Seminar: “Preventing Conflict-Related Sexual and Gender-Based Violence with Early Warning Analysis“

School of Social Sciences
Politics Seminars
Thursday 22nd May, 2pm – 3pm
N402, Menzies Building

Abstract: Over the past decade there has been significant global attention to, and reporting of ‘widespread and systematic’ sexual and gender-based violence perpetrated by state and nonstate actors. To date, there have been two major explanations for the onset and preponderance of sexual violence in some armed conflicts. The first explanation focuses on the presence of armed conflict as the key precursor for sexual violence in armed conflict. The second explanation suggests sexual violence in armed conflict is the product of pre-existing conditions of gross gender inequality where sexualised violence is already acceptable. In order to understand the causes of this violence; first, we examine the relationship between pre-existing structural gendered inequalities and the occurrence of systematic sexual and gender-based violence (SGBV) globally; and second, we examine the situation of widespread and systematic sexual violence in Sri Lanka.
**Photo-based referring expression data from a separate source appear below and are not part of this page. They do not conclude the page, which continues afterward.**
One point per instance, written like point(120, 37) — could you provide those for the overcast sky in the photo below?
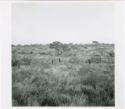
point(66, 22)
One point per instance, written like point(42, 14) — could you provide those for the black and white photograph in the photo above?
point(63, 54)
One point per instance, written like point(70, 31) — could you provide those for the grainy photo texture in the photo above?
point(63, 54)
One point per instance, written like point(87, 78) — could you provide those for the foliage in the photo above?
point(71, 82)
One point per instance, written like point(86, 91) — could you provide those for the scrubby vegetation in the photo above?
point(60, 74)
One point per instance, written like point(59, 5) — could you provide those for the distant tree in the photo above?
point(57, 46)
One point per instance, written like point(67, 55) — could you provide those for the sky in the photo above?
point(67, 22)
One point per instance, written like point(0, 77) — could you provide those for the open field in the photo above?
point(60, 74)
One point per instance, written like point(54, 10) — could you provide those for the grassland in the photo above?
point(63, 75)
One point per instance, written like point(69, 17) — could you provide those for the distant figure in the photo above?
point(52, 61)
point(59, 60)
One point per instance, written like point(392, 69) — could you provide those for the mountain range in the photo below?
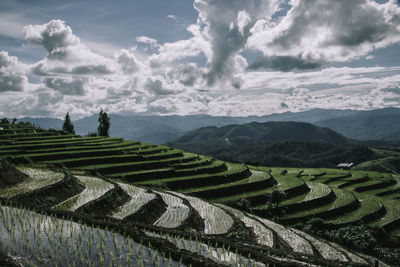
point(284, 144)
point(380, 124)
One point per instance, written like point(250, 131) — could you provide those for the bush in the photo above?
point(356, 237)
point(389, 255)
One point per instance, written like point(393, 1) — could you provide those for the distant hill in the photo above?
point(286, 144)
point(161, 129)
point(383, 124)
point(264, 132)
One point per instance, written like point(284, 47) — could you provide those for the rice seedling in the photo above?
point(295, 241)
point(176, 212)
point(216, 220)
point(38, 178)
point(94, 188)
point(66, 243)
point(264, 235)
point(139, 197)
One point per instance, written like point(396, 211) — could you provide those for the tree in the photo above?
point(104, 124)
point(68, 126)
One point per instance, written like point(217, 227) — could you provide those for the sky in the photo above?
point(217, 57)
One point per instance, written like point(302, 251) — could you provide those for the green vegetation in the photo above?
point(110, 182)
point(67, 125)
point(104, 124)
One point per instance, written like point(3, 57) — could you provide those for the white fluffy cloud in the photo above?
point(323, 30)
point(228, 23)
point(12, 74)
point(67, 60)
point(209, 72)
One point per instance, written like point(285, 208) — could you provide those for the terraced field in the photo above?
point(186, 202)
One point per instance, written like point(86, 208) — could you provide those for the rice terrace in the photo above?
point(199, 133)
point(95, 201)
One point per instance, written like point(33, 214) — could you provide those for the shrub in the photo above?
point(356, 237)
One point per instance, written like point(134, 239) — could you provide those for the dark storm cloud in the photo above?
point(282, 63)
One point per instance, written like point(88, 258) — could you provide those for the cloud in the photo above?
point(283, 63)
point(147, 40)
point(329, 31)
point(12, 74)
point(65, 53)
point(156, 87)
point(229, 32)
point(173, 17)
point(168, 53)
point(66, 86)
point(128, 62)
point(186, 74)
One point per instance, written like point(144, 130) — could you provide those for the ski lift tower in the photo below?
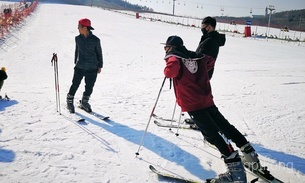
point(270, 8)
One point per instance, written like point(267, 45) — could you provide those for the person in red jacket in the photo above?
point(191, 81)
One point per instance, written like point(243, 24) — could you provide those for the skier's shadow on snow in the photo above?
point(6, 156)
point(4, 104)
point(154, 143)
point(287, 160)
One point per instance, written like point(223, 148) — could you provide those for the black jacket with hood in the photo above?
point(88, 52)
point(209, 45)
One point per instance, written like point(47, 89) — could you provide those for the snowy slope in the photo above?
point(258, 85)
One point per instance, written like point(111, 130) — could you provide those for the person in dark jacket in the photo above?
point(3, 76)
point(194, 95)
point(88, 63)
point(211, 40)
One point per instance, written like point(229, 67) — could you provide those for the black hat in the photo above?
point(174, 41)
point(209, 21)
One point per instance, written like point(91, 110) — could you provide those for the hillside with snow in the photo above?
point(258, 85)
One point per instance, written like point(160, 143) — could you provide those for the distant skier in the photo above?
point(3, 76)
point(88, 63)
point(210, 41)
point(193, 94)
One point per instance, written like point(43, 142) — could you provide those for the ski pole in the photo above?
point(54, 61)
point(174, 111)
point(151, 114)
point(179, 123)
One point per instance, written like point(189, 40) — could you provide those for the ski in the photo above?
point(105, 118)
point(187, 120)
point(73, 117)
point(172, 177)
point(182, 126)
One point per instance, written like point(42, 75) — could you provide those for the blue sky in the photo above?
point(201, 8)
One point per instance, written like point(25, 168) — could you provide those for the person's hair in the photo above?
point(209, 21)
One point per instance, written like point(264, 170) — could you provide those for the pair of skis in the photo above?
point(262, 173)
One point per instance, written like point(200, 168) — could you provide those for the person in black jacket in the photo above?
point(88, 63)
point(211, 40)
point(3, 76)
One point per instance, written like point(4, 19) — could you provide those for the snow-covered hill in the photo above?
point(258, 85)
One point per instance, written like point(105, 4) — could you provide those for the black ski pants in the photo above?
point(90, 78)
point(210, 122)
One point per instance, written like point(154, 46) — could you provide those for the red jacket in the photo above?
point(191, 82)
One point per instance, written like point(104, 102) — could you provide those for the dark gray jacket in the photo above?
point(88, 52)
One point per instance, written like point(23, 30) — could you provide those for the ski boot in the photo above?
point(70, 105)
point(236, 171)
point(84, 104)
point(250, 159)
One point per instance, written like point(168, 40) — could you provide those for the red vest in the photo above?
point(191, 81)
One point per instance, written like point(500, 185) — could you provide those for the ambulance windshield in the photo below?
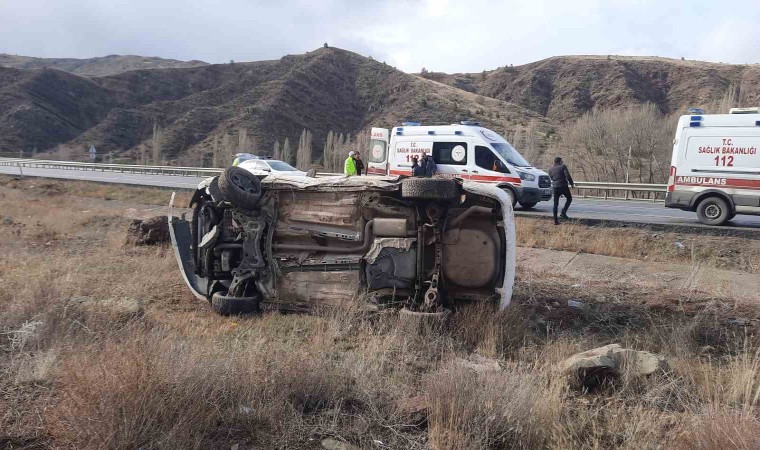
point(509, 153)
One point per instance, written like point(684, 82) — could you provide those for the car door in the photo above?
point(488, 167)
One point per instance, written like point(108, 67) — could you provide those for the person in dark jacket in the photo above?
point(429, 168)
point(561, 182)
point(359, 163)
point(417, 170)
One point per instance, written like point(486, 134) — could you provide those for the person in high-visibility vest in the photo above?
point(349, 167)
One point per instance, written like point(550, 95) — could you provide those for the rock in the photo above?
point(478, 364)
point(575, 304)
point(739, 322)
point(591, 368)
point(414, 410)
point(639, 363)
point(334, 444)
point(153, 231)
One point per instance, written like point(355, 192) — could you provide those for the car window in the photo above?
point(281, 166)
point(454, 153)
point(486, 159)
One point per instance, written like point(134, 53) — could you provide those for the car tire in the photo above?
point(240, 187)
point(429, 189)
point(225, 305)
point(713, 211)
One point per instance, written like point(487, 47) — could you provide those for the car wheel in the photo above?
point(713, 211)
point(429, 188)
point(240, 187)
point(231, 306)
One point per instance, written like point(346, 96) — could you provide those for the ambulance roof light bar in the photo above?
point(755, 110)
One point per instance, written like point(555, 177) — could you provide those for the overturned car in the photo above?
point(295, 243)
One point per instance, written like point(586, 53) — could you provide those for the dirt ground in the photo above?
point(102, 346)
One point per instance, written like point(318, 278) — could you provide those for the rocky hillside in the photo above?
point(331, 89)
point(563, 88)
point(327, 89)
point(95, 67)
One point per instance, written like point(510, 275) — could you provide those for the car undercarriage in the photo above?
point(422, 244)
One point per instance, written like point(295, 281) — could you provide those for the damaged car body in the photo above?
point(295, 243)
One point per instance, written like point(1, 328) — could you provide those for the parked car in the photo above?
point(270, 167)
point(293, 243)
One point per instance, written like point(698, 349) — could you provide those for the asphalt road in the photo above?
point(616, 210)
point(634, 211)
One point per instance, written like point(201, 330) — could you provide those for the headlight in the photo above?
point(527, 176)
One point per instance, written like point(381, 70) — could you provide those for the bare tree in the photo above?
point(157, 142)
point(243, 142)
point(303, 154)
point(276, 154)
point(215, 152)
point(287, 152)
point(615, 145)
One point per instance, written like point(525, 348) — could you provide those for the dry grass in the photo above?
point(721, 252)
point(102, 347)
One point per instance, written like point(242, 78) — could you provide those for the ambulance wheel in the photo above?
point(240, 187)
point(429, 188)
point(713, 211)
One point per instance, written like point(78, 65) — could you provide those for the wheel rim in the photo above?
point(712, 211)
point(245, 184)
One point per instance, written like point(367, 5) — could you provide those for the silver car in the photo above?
point(295, 243)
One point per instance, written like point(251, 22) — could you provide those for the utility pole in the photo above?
point(628, 170)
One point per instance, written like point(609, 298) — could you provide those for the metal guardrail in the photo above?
point(602, 189)
point(119, 168)
point(103, 167)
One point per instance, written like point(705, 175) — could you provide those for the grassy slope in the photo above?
point(95, 67)
point(564, 87)
point(102, 347)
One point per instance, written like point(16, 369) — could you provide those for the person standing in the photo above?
point(417, 170)
point(349, 167)
point(359, 163)
point(561, 184)
point(429, 168)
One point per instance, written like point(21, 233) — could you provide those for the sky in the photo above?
point(439, 35)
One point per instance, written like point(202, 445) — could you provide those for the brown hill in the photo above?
point(41, 108)
point(332, 89)
point(563, 88)
point(95, 67)
point(327, 89)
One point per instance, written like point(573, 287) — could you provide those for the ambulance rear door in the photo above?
point(378, 152)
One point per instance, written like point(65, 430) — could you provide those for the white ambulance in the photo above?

This mixed method approach presents the case for a more concerted focus on structural gender inequality as a critical early warning factor for widespread and systematic sexual violence, which may assist with efforts to prevent egregious crimes of sexual violence.

Bio: Jacqui True is Professor of Politics & International Relations in the School of Social
Sciences at Monash University with her PhD in Political Science from York University,
Canada. Previously she has taught and researched at Michigan State University, the
University of Southern California and the University of Auckland. Professor True has
published extensively in the field of international relations. Her current research is focused on the UN Women, Peace and Security agenda, and with Dr. Sara Davies on the prevention of sexual violence in conflict in Asia Pacific Her book, The Political Economy of Violence against
Women (Oxford University Press 2012) won the American Political Science Association’s
2012 biennial prize for the best book in human rights.